Kristi: I put a lot of thought into the titles of my books. It’s like picking out a name for my child! The book title must have several elements, all of which have a depth to the meaning. For example, my book Wrath got its title from the destructive behavior of the protagonist and antagonist, of which they can ultimately lose everything by feeding this emotion. If a title resonates with a potential reader, they’d be compelled to pick it up for a closer look.

 

TTJ: How do you do research for your books?

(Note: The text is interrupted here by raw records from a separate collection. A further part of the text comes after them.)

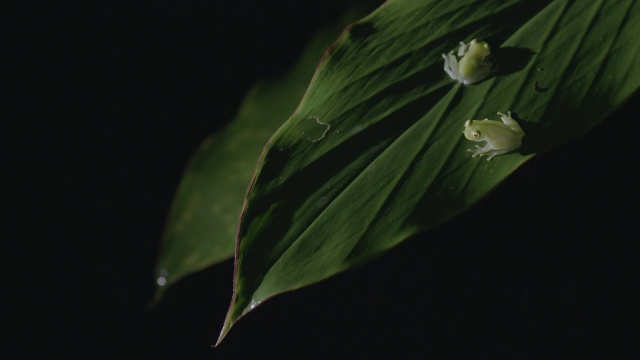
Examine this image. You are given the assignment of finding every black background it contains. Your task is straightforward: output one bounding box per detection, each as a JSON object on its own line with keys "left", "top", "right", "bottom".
{"left": 10, "top": 1, "right": 639, "bottom": 358}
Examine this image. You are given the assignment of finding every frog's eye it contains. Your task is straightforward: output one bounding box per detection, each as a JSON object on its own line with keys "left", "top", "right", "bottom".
{"left": 472, "top": 131, "right": 481, "bottom": 138}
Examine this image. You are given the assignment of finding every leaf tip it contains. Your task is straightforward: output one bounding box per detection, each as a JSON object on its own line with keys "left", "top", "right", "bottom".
{"left": 215, "top": 322, "right": 231, "bottom": 347}
{"left": 216, "top": 293, "right": 266, "bottom": 346}
{"left": 215, "top": 296, "right": 242, "bottom": 346}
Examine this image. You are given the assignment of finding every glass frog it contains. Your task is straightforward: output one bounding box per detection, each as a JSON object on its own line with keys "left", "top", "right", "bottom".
{"left": 442, "top": 39, "right": 492, "bottom": 85}
{"left": 463, "top": 111, "right": 524, "bottom": 160}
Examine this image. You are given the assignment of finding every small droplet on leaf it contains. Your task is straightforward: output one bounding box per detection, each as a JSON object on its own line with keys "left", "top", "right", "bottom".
{"left": 296, "top": 116, "right": 330, "bottom": 142}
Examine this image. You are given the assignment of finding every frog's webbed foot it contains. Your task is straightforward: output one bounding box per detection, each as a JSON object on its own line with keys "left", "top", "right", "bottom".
{"left": 497, "top": 111, "right": 511, "bottom": 119}
{"left": 468, "top": 145, "right": 487, "bottom": 158}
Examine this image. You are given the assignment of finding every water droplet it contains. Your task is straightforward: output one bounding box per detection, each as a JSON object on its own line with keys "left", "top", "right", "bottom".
{"left": 297, "top": 116, "right": 330, "bottom": 142}
{"left": 316, "top": 196, "right": 330, "bottom": 209}
{"left": 351, "top": 125, "right": 364, "bottom": 134}
{"left": 156, "top": 269, "right": 169, "bottom": 286}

Kristi: It depends on which genre I’m writing, and if it’s fiction, then I begin with the setting. It’s often overlooked, and settings are vital for providing opportunities for conflict and personal tragedy and growth. I use Google to research locations and study the demographic details while taking notes in my Book Binder (1” binder with dividers to log my story details.) Character creation is done in a similar fashion; it’s helpful to look at an image of a celebrity or influencer and describe what the person looks like. All notes are documented and organized in my Book Binder so I can remain consistent while writing my manuscript.

 

TTJ: Do you have a favorite character that you have written?

Kristi:  In Wrath, my protagonist, Wes, and his best friend, Beau, are my favorites. Wes had been dealt a terrible hand since he lost his mom, so he was forced to grow up faster than normal, but he views life with a dark sense of humor. He has a lot to learn, and he struggles with anger issues, so his decisions get him into trouble a lot. Beau is such a loyal friend! He’s a critical-thinker, so he’s always finding creative ways to get them out of trouble. He’s got his own set of faults, and it’s fun to write out scenes where they both work through their struggles.

 

TTJ: What do you hope your readers take away from this book?

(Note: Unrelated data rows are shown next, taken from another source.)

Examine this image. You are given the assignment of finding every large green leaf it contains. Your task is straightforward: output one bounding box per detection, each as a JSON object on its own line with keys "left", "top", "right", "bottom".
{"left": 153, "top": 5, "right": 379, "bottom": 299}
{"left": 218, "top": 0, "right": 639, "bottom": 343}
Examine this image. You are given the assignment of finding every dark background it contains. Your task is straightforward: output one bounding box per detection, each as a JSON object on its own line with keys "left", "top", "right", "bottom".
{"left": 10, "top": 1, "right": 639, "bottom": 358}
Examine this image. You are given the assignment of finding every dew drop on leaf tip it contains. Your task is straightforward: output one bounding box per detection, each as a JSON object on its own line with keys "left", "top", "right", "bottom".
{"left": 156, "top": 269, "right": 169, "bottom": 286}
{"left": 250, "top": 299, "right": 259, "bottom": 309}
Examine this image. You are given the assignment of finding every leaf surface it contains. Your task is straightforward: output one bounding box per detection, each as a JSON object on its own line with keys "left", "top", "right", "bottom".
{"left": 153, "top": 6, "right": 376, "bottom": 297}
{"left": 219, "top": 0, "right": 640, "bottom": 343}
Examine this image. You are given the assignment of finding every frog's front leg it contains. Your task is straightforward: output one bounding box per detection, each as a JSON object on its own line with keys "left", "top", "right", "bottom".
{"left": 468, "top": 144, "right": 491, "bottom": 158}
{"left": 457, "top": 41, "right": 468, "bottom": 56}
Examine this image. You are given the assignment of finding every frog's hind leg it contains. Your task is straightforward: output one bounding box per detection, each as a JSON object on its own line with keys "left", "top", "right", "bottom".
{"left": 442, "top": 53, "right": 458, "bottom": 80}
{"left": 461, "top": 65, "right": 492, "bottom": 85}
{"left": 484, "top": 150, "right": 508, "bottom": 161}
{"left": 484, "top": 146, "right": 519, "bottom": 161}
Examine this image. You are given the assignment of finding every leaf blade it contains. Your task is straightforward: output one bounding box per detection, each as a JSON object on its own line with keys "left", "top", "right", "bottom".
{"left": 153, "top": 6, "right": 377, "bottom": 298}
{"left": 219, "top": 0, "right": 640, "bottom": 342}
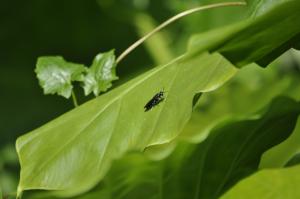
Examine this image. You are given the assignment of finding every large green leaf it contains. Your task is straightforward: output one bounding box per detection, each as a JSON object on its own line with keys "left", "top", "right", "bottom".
{"left": 16, "top": 52, "right": 237, "bottom": 197}
{"left": 53, "top": 97, "right": 300, "bottom": 199}
{"left": 189, "top": 0, "right": 300, "bottom": 67}
{"left": 260, "top": 116, "right": 300, "bottom": 168}
{"left": 221, "top": 165, "right": 300, "bottom": 199}
{"left": 35, "top": 57, "right": 86, "bottom": 98}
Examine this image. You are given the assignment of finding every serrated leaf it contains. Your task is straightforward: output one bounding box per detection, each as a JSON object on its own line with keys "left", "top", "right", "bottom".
{"left": 221, "top": 165, "right": 300, "bottom": 199}
{"left": 35, "top": 56, "right": 86, "bottom": 98}
{"left": 17, "top": 52, "right": 237, "bottom": 197}
{"left": 83, "top": 50, "right": 118, "bottom": 96}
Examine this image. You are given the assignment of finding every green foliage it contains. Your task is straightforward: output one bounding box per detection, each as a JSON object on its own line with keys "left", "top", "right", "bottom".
{"left": 83, "top": 50, "right": 118, "bottom": 96}
{"left": 36, "top": 57, "right": 86, "bottom": 98}
{"left": 15, "top": 0, "right": 300, "bottom": 198}
{"left": 221, "top": 164, "right": 300, "bottom": 199}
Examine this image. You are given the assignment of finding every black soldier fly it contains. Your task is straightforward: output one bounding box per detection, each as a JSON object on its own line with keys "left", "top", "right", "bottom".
{"left": 144, "top": 90, "right": 165, "bottom": 112}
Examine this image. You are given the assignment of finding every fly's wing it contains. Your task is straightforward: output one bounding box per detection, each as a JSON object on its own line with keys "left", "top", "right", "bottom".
{"left": 159, "top": 97, "right": 165, "bottom": 103}
{"left": 144, "top": 97, "right": 154, "bottom": 111}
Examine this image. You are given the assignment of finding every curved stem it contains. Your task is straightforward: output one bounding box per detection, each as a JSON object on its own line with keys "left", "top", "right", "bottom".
{"left": 116, "top": 1, "right": 246, "bottom": 64}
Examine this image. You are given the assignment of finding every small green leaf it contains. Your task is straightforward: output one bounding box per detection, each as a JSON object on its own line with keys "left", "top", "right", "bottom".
{"left": 83, "top": 50, "right": 118, "bottom": 96}
{"left": 35, "top": 56, "right": 86, "bottom": 98}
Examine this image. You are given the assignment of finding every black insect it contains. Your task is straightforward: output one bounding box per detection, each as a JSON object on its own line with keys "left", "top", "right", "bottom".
{"left": 144, "top": 90, "right": 165, "bottom": 112}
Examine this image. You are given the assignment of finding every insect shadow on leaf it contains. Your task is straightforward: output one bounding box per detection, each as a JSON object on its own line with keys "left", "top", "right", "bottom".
{"left": 144, "top": 89, "right": 166, "bottom": 112}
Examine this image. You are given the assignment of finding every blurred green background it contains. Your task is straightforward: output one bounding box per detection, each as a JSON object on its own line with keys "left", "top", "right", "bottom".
{"left": 2, "top": 0, "right": 299, "bottom": 197}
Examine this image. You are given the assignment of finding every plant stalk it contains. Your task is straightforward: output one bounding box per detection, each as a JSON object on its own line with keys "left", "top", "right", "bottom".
{"left": 71, "top": 90, "right": 79, "bottom": 107}
{"left": 116, "top": 1, "right": 246, "bottom": 64}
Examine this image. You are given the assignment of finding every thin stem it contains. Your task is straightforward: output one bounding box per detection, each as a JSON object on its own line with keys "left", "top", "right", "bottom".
{"left": 116, "top": 1, "right": 246, "bottom": 64}
{"left": 71, "top": 90, "right": 79, "bottom": 107}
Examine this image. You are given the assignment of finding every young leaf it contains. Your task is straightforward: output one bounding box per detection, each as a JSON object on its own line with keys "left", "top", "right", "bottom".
{"left": 35, "top": 56, "right": 86, "bottom": 98}
{"left": 83, "top": 50, "right": 118, "bottom": 96}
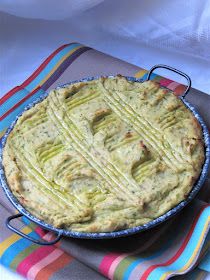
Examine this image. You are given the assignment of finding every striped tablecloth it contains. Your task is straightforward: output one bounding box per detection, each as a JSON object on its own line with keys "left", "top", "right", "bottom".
{"left": 0, "top": 43, "right": 209, "bottom": 280}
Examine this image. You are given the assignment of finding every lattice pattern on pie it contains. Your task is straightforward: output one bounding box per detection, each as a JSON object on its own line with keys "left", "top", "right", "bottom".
{"left": 3, "top": 77, "right": 204, "bottom": 232}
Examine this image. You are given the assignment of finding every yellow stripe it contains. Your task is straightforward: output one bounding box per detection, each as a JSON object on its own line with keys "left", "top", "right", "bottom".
{"left": 0, "top": 45, "right": 83, "bottom": 134}
{"left": 160, "top": 217, "right": 210, "bottom": 280}
{"left": 134, "top": 69, "right": 147, "bottom": 78}
{"left": 0, "top": 129, "right": 6, "bottom": 137}
{"left": 0, "top": 226, "right": 33, "bottom": 257}
{"left": 30, "top": 45, "right": 83, "bottom": 93}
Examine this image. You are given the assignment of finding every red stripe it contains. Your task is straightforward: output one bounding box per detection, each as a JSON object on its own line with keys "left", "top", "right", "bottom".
{"left": 140, "top": 205, "right": 208, "bottom": 280}
{"left": 99, "top": 253, "right": 120, "bottom": 276}
{"left": 0, "top": 46, "right": 88, "bottom": 121}
{"left": 0, "top": 86, "right": 23, "bottom": 105}
{"left": 17, "top": 246, "right": 55, "bottom": 277}
{"left": 159, "top": 78, "right": 173, "bottom": 87}
{"left": 34, "top": 226, "right": 48, "bottom": 238}
{"left": 0, "top": 87, "right": 41, "bottom": 121}
{"left": 21, "top": 44, "right": 72, "bottom": 88}
{"left": 0, "top": 43, "right": 73, "bottom": 105}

Kristi: I hope that the takeaway will be a different perspective into handling situations out of their control, and self-discovery to find that spark of adventure. The legendary lost treasure of Atahualpa is still out there...maybe one of my readers will be inspired to go on an expedition and find it (and toss me a gold coin or two if they succeed!)

 

TTJ: Tell us about the process for coming up with the cover.

Kristi: I had been scrolling through Facebook a couple of years ago, and I came across the image mockup by a cover designer. She had been advertising some of her available covers, and when I saw this one, I swear I stopped breathing. I sent her a message claiming it as my own, she sent me an invoice through PayPal, and I received the downloadable files in my email.

 

TTJ: What is the future for the characters? Will there be a sequel?

Kristi: It’s quite possible there may be a sequel. Without revealing too much, some loose ends need to be tied, and some of the characters have more growth to experience.

 

TTJ: Do you write listening to music? If so, what music inspired or accompanied this current book?

Kristi: I listen to music when I write all the time. I can listen to the ”chillstep” artist, Blackmill, on repeat for hours. I also listen to scores by the movie music composer, Hans Zimmer. The theatrical sounds of Hans Zimmer most definitely inspire Wrath!

 

TTJ: If your book was to be made into a movie, who are the celebrities that would star in it?

Kristi: Theo James as Wes, and Dylan O’Brien as Beau. (This question took me 0.003 seconds to answer! Ha!)

 

TTJ: What were the key challenges you faced when writing this book?

Kristi: This book is centered around a historical event in the 1500s when the last Inca Emperor was executed by the Spanish conquistador, Francisco Pizarro. The biggest challenge was translating historical documents and maps because they were all in Spanish! It was also a fun challenge...translating and discovering significant meanings made it more interesting.